No sex for 2 years

Yeah.. Agreed..
i do feel the same as this tanying.. and now we are in midst of the divorce proceeding too..

guess what.. the other woman went on to have affair with a friend's husband and ended up broke this friend of mine's marriage up too. now the other woman just got married to her lover due to a shotgun baby at this moment. and i pity this husband of mine for being unwanted by both of me and the other woman now. i find the man can be very stupid too and dun know what till they lose everything in one go.

till now i still feeling very sore...

Wow... talk about complicated.. that is definitely a lesson the man can and should learn from.
Look and think (with your head - top not bottom) before you decide to leap (into the burning inferno)..

@jenbabe I feel for you. It must have really be damn painful and hurting to see all these unveiling before your very eyes..
 
hi doesithappen,

Just some sharing and thoughts you might consider...

1. perhaps work out the the financial plan as in $$ spend on the new home (renovation and appliances/furniture to buy), child expenditure and monthly bills and expenses e.g. pub bill, hp bill, t &C bill, internet bill and groceries, monthly savings e.g. couple savings, child savings, top up CDA, renovation savings. with these plan, at least your hubby know how hard he needs to work as in take up OT.

2. Ensure home is neat and tidy when he return from work

3. child is fed, neat and tidy when he return from work.

4. dinner is ready when he return from work

5. dress up for him e.g. neat hairdo and received him with a smile after work.

6. your child should sleep on a bed/room or get someone babysit child.

7. aromatherapy might helps gets romance back :)

8. if he is on medication e.g BP medicine, do check with doc the side effect of it or just google the medicine.

9. You might need to rekindle old times days before having baby hehe

10. if he not ready for 2nd baby, prepare protection or tell him you are not fertile that day...

Nevertheless, he love you more then before having baby so ...if no sex, self satisfy or bear with it...

Mama_annie,

As a husband, I 100% concur with ur wise advices. All shd practice your advices.

I will suggest couples learn how to give massages as its a fantastic bonding act which can result in joyful endings. Perhaps then husbands will be less tempted to visit massage joints.

Hi Doesithappen,

I have been reading ur posts on the sideline and decided to register to give the man's side of the story.

Men do have ego challenge (as traditional head of household) and I believe ur husband is really trying hard to work really hard to save up and provide for family.

That's physical (perhaps he works long hours) and mental exhaustion can definitely damper his sex drive. Which in turn can impact his virility.
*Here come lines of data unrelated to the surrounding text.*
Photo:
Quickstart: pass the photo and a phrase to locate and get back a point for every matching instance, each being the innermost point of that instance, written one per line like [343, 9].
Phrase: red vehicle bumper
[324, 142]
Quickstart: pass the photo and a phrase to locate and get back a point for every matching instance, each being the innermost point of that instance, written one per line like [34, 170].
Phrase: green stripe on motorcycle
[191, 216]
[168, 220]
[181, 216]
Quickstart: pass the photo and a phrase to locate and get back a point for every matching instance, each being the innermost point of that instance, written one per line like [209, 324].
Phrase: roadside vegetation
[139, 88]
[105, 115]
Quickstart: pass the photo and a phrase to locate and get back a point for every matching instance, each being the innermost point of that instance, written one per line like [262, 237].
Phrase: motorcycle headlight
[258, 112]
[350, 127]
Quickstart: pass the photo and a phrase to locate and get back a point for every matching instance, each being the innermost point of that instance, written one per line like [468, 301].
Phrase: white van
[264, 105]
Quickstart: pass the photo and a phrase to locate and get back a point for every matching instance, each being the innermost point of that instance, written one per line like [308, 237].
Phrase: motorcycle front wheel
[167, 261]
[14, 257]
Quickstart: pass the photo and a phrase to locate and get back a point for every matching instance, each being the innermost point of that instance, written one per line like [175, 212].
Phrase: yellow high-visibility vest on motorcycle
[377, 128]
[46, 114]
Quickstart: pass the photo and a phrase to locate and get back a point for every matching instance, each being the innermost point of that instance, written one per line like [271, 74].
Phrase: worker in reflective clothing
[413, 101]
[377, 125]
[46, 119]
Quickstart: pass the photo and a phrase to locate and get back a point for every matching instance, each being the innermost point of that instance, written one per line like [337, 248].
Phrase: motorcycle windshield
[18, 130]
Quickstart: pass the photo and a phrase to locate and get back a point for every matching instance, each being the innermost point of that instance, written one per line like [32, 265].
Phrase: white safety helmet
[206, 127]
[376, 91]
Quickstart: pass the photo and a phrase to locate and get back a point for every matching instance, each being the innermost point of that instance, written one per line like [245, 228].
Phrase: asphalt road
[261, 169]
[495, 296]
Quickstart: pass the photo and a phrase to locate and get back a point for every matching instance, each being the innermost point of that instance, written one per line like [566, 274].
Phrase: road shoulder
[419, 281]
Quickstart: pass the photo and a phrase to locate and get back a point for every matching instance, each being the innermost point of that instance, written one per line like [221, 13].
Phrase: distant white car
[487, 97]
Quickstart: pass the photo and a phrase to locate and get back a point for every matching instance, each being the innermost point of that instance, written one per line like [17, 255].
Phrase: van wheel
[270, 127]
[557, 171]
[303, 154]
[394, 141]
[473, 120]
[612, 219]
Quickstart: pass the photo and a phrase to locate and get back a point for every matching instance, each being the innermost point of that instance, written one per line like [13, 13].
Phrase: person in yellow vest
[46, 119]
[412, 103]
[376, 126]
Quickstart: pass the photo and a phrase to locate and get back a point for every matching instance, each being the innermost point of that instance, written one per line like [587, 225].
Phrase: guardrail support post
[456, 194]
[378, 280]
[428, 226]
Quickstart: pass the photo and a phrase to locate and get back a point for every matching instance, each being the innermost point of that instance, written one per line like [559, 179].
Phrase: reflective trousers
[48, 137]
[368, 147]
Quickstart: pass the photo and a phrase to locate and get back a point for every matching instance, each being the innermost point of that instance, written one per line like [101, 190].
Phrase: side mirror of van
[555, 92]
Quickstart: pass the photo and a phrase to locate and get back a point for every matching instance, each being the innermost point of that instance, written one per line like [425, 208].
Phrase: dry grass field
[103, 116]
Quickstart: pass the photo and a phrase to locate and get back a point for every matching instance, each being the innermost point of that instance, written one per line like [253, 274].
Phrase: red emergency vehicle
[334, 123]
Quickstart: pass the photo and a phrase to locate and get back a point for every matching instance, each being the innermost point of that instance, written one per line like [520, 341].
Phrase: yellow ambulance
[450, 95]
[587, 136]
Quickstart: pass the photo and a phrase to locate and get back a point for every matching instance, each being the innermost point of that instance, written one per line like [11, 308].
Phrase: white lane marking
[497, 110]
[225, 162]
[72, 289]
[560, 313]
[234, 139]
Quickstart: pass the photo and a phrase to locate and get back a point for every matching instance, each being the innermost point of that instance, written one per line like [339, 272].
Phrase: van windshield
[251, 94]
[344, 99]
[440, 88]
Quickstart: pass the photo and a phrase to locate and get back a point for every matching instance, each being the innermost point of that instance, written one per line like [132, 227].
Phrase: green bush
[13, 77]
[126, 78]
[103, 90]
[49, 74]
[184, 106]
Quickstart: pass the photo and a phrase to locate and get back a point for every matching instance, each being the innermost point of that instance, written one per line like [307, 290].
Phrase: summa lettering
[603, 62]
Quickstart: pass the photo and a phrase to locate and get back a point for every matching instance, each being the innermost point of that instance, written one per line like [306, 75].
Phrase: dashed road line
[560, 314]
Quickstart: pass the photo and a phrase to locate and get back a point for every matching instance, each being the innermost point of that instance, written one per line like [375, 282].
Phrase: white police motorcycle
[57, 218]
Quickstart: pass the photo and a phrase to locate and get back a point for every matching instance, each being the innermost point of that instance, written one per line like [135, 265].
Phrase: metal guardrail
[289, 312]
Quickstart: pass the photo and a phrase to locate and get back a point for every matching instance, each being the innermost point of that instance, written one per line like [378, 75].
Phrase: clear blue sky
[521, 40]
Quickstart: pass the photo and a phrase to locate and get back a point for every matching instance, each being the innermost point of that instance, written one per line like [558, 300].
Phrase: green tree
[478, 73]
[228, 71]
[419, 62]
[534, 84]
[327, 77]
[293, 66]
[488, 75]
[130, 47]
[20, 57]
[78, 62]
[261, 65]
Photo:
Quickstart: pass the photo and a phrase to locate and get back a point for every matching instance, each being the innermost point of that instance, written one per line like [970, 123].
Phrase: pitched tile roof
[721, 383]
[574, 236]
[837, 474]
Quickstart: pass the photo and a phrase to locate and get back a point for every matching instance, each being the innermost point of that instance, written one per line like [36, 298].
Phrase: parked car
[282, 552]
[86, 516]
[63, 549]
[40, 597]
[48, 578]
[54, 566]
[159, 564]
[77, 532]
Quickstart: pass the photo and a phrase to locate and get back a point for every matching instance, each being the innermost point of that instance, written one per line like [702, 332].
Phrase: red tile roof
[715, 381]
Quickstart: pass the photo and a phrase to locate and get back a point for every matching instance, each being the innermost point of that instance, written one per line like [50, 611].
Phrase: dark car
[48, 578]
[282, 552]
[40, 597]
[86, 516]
I believe a man's sexual peak is in his 20s to early 30s. A stallion in his 20s can underperform and face ED and PME issues in their 30s that will damage his ego terribly and he will find excuses to avoid sex. PME in particular as there are few proven solutions and is a real damper and 1 of 3 man has PME ( Mayo Clinic) encounters this.

The plausible solution is to put ur child away for 1-2 days and go for a hideaway retreat with no distractions (eg. TV, mobile, wifi etc) and have heart to heart discovery talk without any sexual agenda. Share that ur marriage vows reminds you to listen, reach out and help each other in all circumstances. If he opens up to any ED or PME issues, don't rush a solution for him, let him open up first (remember man's thick ego) and then the next step he will naturally want to seek a solution. Meantime, be prepared to accept alternative solutions that are equally satisfying (I believe), eg. He can go down on you (again communicate w him during the act, where, what, how), use toys, etc. When a man realise how much pleasure he can give his wife, his confidence will come back.

As for what Desmond mentioned, it's true men's Testosterone level will drop in 30 esp 40 onwards. There are solutions, I find bi-monthly jabs do wonders (good GPs will have) with hardly any side effects.

As for the few ladies who have unfaithful husbands, I empathize with you and am ashamed of my fellow men infidelity. However, then going soft in bed with you Does Not translate to underperformance in their affairs. On the contrary, it's because they have fallen out of love or unattracted to you that accounts for their softness.

I do read balanced (and highly inflated) posts on SBY forum and note that not all men go astray with vicious FT women or younger, foxy gals. Many a times it's because wives neglect them, communicate less and put too much time on the kids and neglect their dressings, deportment when men are very visual animals. Over attention on the kids (sleeping in same room definite No No) will not just affect sexual relationship but more importantly communication which will then get raise to more misunderstandings, quarrels, etc.

Mind you, you only have a 10-12 years window, because when ur kids reach their teens, you will again be conscious abt sex because you are afraid ur teens overhear your sessions.

I hope my post has not upset any reader and I hope your relationships will improve in no time.